Fails to parse byte-order mark in certain situations

chyh1990 / yaml-rust

A pure rust YAML implementation.

Apache License 2.0

600 stars 139 forks source link

Fails to parse byte-order mark in certain situations #142

Open hexane360 opened 4 years ago

hexane360 commented 4 years ago

In certain situations, yaml-rust fails to handle strings starting with a UTF-8 encoded byte order mark.

Plenty of software (such as notepad.exe) inserts BOMs automatically, so I think it's something yaml-rust should be aware of.

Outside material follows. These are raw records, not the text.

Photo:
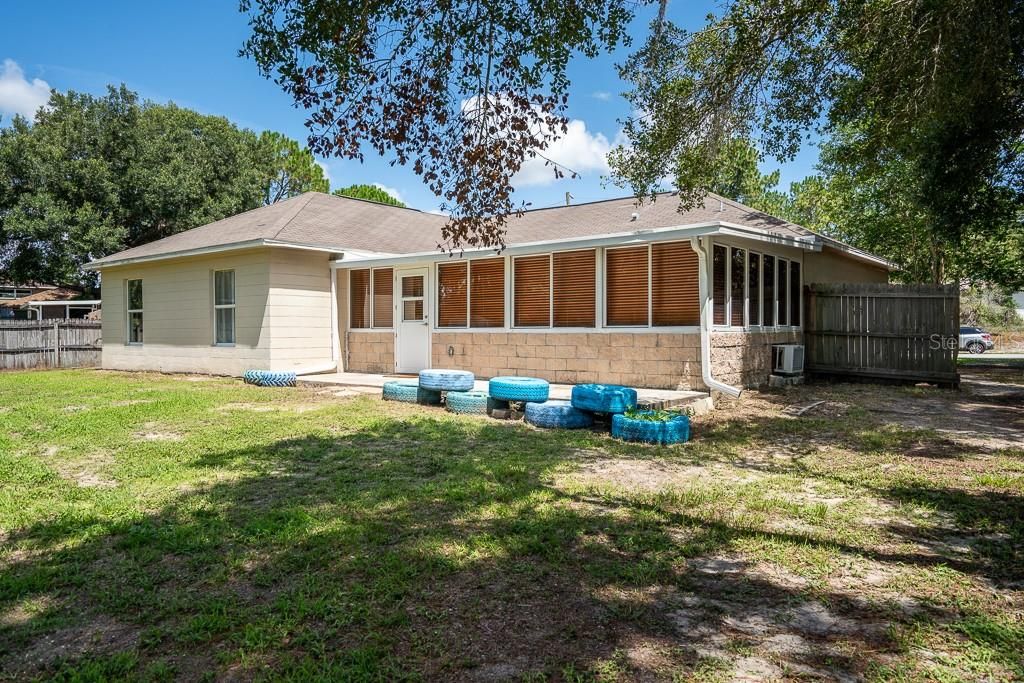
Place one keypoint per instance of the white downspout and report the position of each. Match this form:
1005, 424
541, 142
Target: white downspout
335, 339
711, 382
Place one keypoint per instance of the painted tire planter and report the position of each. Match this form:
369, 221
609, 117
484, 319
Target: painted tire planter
649, 431
466, 402
446, 380
267, 378
410, 391
497, 404
558, 414
528, 389
603, 397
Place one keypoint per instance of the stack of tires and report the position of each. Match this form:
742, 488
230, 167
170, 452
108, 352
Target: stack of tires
268, 378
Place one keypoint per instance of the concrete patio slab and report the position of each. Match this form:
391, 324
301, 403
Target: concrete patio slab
370, 383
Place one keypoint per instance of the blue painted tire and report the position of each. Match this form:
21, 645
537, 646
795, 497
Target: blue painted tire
519, 388
410, 391
466, 402
267, 378
603, 397
645, 431
446, 380
497, 404
558, 414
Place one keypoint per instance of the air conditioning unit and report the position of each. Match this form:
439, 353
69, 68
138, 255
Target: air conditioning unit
787, 358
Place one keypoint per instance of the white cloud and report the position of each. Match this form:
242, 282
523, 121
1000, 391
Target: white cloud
578, 150
390, 190
17, 94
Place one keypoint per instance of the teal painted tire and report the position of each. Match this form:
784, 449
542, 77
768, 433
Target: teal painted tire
267, 378
603, 397
466, 402
557, 414
446, 380
529, 389
646, 431
410, 391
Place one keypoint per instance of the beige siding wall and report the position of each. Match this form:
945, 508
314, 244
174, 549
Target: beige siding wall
178, 315
299, 308
370, 351
830, 266
743, 358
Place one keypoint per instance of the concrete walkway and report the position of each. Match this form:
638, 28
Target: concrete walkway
371, 384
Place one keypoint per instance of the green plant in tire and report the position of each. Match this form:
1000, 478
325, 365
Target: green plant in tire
648, 415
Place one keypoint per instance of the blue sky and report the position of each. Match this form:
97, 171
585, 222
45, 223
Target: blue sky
186, 51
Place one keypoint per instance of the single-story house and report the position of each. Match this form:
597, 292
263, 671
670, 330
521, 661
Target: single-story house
36, 301
608, 291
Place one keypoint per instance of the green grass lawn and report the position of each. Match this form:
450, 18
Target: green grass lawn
160, 527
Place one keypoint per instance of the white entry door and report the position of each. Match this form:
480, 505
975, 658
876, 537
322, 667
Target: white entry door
412, 348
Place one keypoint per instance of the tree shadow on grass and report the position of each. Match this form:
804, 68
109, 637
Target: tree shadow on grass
408, 549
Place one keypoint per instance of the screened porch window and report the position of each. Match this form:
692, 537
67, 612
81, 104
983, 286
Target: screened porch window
471, 294
652, 286
370, 298
555, 290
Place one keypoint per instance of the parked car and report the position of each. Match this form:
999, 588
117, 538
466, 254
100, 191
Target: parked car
976, 340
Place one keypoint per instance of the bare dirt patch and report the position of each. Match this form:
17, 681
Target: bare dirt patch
100, 635
85, 471
648, 475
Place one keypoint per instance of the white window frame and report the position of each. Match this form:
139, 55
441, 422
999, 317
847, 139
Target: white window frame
747, 327
507, 285
602, 275
373, 302
598, 264
219, 306
129, 310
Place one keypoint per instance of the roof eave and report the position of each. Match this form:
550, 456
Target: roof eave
202, 251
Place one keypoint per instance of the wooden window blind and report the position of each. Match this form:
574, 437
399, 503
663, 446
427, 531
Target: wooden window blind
531, 291
574, 278
627, 293
486, 293
383, 302
675, 299
737, 287
358, 295
719, 293
795, 293
783, 301
452, 303
754, 282
768, 291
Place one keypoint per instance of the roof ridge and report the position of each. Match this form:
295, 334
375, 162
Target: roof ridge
365, 201
284, 221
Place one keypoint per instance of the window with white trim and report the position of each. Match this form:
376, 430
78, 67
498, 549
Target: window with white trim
223, 307
557, 290
471, 293
652, 286
371, 298
133, 301
754, 290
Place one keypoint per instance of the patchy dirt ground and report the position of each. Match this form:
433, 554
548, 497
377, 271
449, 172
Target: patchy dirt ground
175, 529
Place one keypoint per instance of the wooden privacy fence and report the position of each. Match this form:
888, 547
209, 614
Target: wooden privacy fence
894, 332
58, 343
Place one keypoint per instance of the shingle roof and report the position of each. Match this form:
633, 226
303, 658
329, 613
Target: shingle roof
342, 223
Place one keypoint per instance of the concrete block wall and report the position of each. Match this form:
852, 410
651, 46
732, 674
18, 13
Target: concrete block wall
371, 352
743, 359
648, 359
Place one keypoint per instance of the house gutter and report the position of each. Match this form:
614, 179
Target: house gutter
713, 385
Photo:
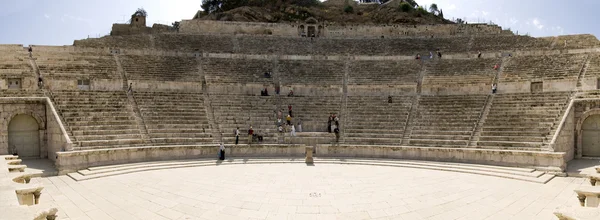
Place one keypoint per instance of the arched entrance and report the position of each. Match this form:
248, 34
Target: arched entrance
23, 135
590, 136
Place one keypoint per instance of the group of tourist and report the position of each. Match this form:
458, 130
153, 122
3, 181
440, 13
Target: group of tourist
288, 125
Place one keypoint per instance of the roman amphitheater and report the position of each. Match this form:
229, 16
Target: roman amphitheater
129, 126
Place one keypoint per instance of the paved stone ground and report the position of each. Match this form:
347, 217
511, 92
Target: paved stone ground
298, 191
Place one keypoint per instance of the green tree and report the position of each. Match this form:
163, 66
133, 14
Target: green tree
349, 9
406, 7
433, 8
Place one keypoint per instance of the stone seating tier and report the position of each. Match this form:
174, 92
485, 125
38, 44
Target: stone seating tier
160, 68
576, 41
546, 67
314, 72
508, 43
372, 120
68, 65
86, 114
130, 41
14, 63
383, 72
232, 111
456, 115
522, 120
174, 118
312, 111
236, 71
200, 43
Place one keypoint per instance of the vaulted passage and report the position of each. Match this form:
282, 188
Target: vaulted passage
23, 136
591, 136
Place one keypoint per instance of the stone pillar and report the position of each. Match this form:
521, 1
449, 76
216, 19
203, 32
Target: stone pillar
309, 150
36, 196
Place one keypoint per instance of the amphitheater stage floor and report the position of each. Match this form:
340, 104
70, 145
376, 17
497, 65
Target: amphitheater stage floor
298, 191
582, 167
40, 167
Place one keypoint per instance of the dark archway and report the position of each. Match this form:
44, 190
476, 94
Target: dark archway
23, 136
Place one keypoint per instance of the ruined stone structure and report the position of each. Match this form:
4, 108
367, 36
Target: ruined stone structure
192, 89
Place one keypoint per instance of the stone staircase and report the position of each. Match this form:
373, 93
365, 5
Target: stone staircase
174, 117
545, 67
232, 111
159, 68
75, 65
524, 174
446, 121
99, 119
372, 120
522, 121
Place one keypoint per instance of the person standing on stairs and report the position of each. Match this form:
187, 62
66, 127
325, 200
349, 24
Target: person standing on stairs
250, 133
237, 135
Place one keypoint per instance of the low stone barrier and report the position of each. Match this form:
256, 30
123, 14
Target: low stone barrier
72, 161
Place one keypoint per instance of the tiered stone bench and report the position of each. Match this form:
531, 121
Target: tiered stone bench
522, 121
99, 119
378, 73
160, 68
460, 75
546, 67
232, 111
311, 72
237, 71
21, 196
174, 118
372, 120
589, 199
446, 121
508, 43
69, 64
313, 111
14, 62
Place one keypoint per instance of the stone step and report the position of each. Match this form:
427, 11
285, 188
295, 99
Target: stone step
374, 140
181, 140
373, 135
510, 144
438, 142
133, 135
358, 130
104, 127
109, 142
440, 137
105, 132
181, 135
512, 138
523, 174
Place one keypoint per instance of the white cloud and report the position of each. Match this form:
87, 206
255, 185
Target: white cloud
537, 23
452, 7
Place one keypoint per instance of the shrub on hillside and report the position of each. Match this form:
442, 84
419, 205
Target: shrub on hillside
405, 7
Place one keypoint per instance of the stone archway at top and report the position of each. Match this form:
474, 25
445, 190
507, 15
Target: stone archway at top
23, 135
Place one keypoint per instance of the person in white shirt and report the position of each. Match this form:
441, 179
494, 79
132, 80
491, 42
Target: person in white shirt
222, 152
237, 135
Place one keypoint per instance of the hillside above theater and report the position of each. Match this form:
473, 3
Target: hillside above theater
332, 11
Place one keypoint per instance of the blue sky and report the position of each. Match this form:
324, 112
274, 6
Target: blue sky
59, 22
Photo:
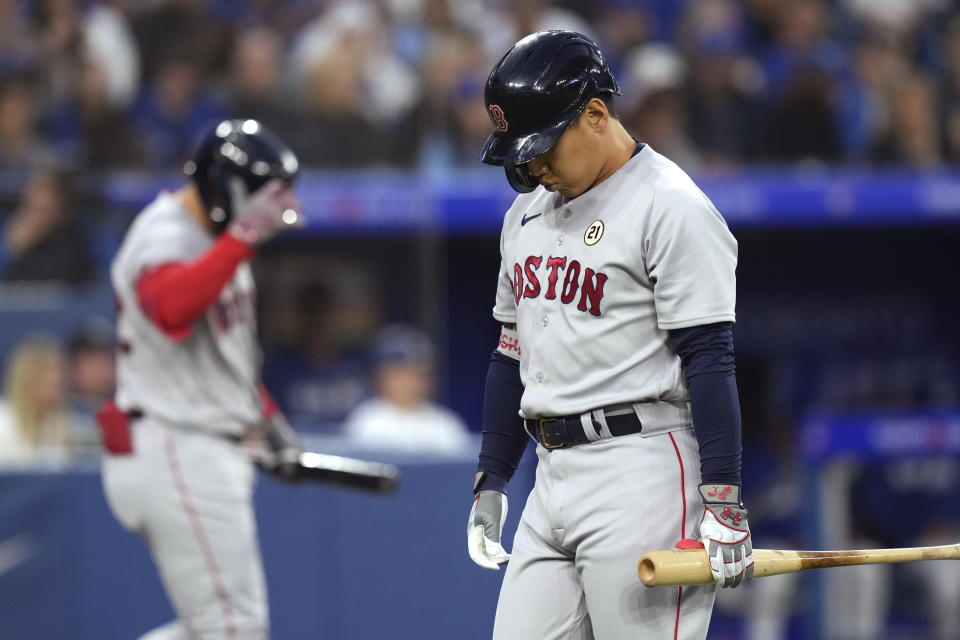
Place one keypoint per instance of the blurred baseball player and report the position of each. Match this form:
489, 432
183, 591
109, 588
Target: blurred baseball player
616, 294
188, 388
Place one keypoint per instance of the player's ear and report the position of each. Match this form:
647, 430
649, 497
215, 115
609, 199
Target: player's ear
595, 115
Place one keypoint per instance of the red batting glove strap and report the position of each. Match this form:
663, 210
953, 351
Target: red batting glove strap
688, 543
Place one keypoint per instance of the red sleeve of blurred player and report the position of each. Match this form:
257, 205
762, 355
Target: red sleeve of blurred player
175, 295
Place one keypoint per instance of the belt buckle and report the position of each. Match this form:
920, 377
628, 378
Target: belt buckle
543, 435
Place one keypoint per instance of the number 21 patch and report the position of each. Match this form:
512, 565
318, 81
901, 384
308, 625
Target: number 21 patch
593, 233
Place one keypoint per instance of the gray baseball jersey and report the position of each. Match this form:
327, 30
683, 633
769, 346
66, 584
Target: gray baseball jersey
209, 380
593, 284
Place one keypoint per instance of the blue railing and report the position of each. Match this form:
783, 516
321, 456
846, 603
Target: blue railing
474, 200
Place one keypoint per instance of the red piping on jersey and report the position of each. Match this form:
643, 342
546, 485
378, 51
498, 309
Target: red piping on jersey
230, 629
175, 295
683, 528
267, 404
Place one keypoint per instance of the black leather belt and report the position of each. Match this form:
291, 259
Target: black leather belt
566, 431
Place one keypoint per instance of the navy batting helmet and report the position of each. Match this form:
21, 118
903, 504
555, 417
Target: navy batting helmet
535, 92
242, 149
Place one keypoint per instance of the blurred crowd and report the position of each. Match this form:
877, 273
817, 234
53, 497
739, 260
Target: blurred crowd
711, 83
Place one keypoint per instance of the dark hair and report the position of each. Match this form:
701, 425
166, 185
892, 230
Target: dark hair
606, 97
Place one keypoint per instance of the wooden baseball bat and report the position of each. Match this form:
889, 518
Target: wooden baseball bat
690, 566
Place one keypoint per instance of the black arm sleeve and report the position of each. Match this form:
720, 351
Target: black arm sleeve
504, 440
706, 352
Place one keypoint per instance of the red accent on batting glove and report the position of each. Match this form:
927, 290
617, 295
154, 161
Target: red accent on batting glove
175, 295
688, 543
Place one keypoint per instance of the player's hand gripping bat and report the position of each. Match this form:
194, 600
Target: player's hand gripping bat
691, 566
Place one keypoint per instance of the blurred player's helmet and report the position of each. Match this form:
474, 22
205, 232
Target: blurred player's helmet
535, 92
243, 149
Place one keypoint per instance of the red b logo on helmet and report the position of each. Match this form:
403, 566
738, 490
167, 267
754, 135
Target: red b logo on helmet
496, 114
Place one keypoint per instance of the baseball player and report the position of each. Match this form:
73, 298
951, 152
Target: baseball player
188, 389
616, 295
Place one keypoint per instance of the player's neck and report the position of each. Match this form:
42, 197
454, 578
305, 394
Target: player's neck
190, 198
619, 151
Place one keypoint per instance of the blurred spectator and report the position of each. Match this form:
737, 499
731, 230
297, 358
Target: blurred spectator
800, 71
256, 86
42, 238
452, 118
877, 67
110, 46
623, 26
20, 144
91, 378
654, 109
720, 97
401, 415
185, 26
60, 46
357, 92
950, 89
174, 110
89, 130
318, 376
17, 41
914, 138
34, 423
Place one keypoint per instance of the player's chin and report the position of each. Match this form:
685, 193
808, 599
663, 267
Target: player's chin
568, 192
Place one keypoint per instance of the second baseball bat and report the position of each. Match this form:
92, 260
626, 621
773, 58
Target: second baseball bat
690, 566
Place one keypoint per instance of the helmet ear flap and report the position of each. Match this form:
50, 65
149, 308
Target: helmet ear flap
520, 178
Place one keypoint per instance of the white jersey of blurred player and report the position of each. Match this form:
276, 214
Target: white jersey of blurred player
187, 487
577, 279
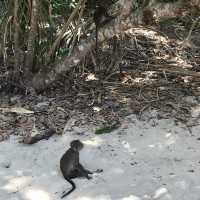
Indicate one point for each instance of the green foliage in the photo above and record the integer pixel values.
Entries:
(167, 1)
(63, 6)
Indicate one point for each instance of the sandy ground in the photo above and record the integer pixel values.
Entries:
(141, 161)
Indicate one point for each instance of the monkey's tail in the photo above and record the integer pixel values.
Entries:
(73, 188)
(96, 48)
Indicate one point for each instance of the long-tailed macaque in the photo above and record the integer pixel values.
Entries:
(71, 167)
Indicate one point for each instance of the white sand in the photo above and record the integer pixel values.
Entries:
(140, 162)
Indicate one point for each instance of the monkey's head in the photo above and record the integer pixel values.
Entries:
(76, 145)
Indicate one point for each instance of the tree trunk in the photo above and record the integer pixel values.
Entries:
(32, 36)
(126, 19)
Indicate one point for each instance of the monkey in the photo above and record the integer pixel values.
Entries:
(101, 17)
(70, 165)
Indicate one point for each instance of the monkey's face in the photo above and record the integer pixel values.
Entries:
(77, 145)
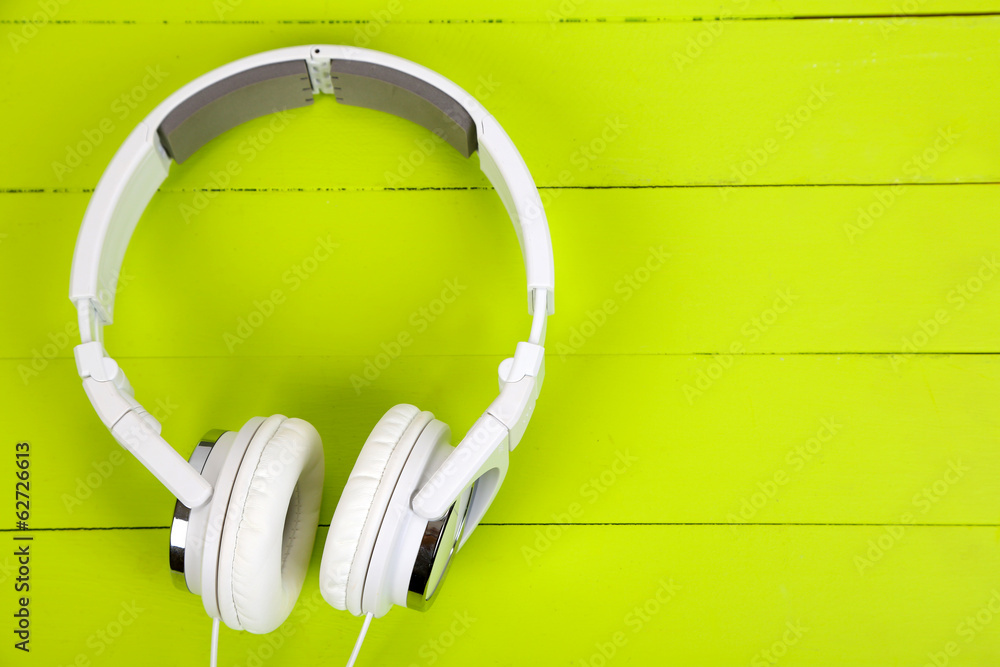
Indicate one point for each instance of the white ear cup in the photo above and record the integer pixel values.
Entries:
(359, 514)
(270, 525)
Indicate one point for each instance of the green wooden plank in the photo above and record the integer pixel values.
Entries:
(798, 439)
(834, 102)
(382, 12)
(770, 270)
(667, 593)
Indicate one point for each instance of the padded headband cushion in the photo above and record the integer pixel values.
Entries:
(346, 555)
(270, 525)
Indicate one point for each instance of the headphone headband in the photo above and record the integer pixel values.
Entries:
(274, 81)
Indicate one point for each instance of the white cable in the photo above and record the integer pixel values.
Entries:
(213, 659)
(361, 639)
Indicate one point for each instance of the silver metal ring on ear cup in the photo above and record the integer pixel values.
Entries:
(435, 553)
(182, 513)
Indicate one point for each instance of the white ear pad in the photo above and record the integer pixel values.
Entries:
(363, 503)
(270, 525)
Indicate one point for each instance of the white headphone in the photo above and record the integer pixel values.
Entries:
(249, 500)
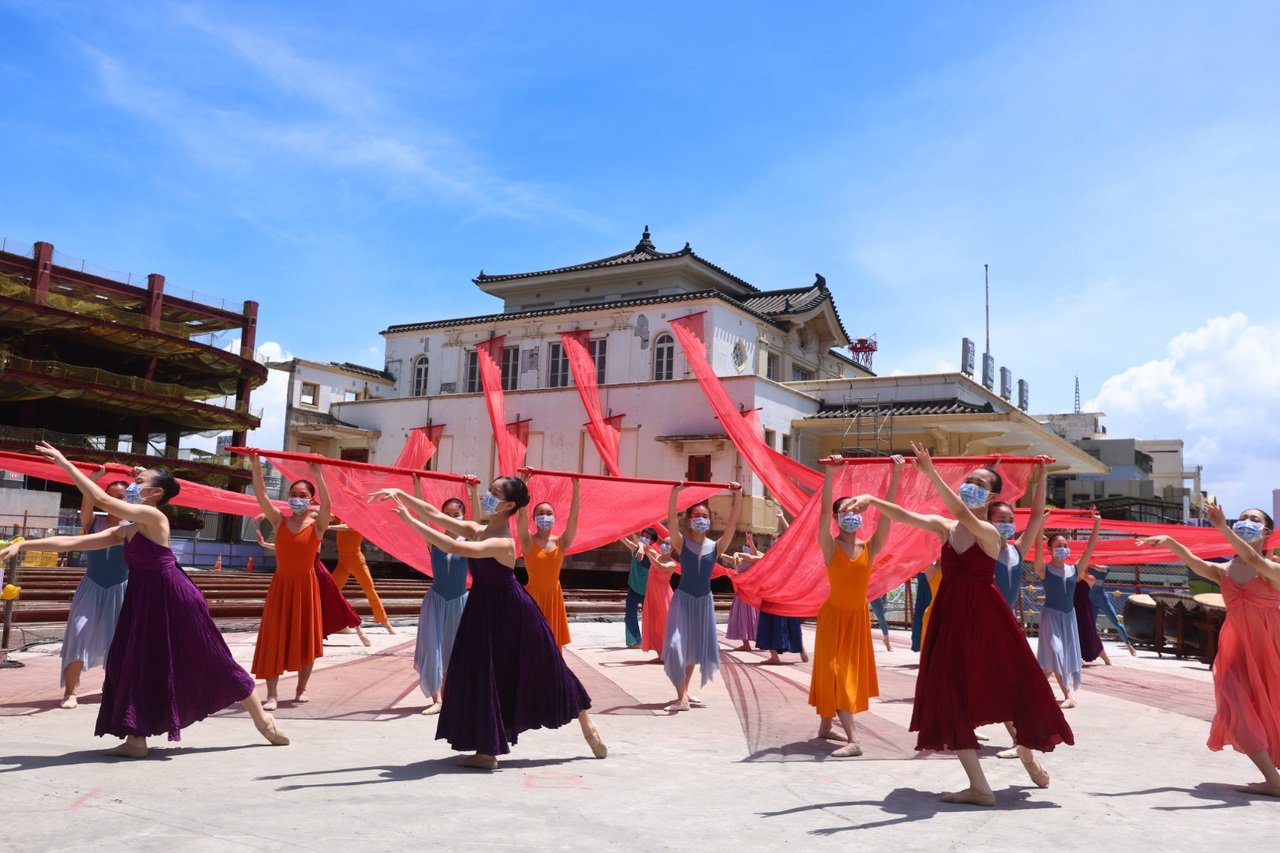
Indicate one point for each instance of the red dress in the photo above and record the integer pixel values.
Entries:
(976, 666)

Currently, yaml-rust scans like this:

"\u{feff}test: 5"        -> Scalar("\u{feff}test") Scalar("5")
"\u{feff}\n---\ntest: 5" -> Scalar("\u{feff}") DocumentStart Scalar("test") Scalar("5")
"\u{feff}---\ntest: 5"   -> ScanError("mapping values are not allowed in this context")

All but the last one parse successfully.

I'm not sure exactly what the correct behavior is here, but I don't think we can push the burden of sanitization onto users. Thoughts?

mkmik commented 4 years ago

The YAML spec, section 9.1.1 states:

A document may be preceded by a prefix specifying the character encoding, and optional comment lines. Note that all documents in a stream must use the same character encoding. However it is valid to re-specify the encoding using a byte order mark for each document in the stream. This makes it easier to concatenate streams.

The existence of the optional prefix does not necessarily indicate the existence of an actual document.

I think yaml-rust should eat up and ignore the \u{feff} codepoint at the beginning of each document (and not in other places).

I noticed this issue while evaluating yaml-rust; see demo https://github.com/mkmik/rustyamltest which contains code that reproduces the BOM issue clearly.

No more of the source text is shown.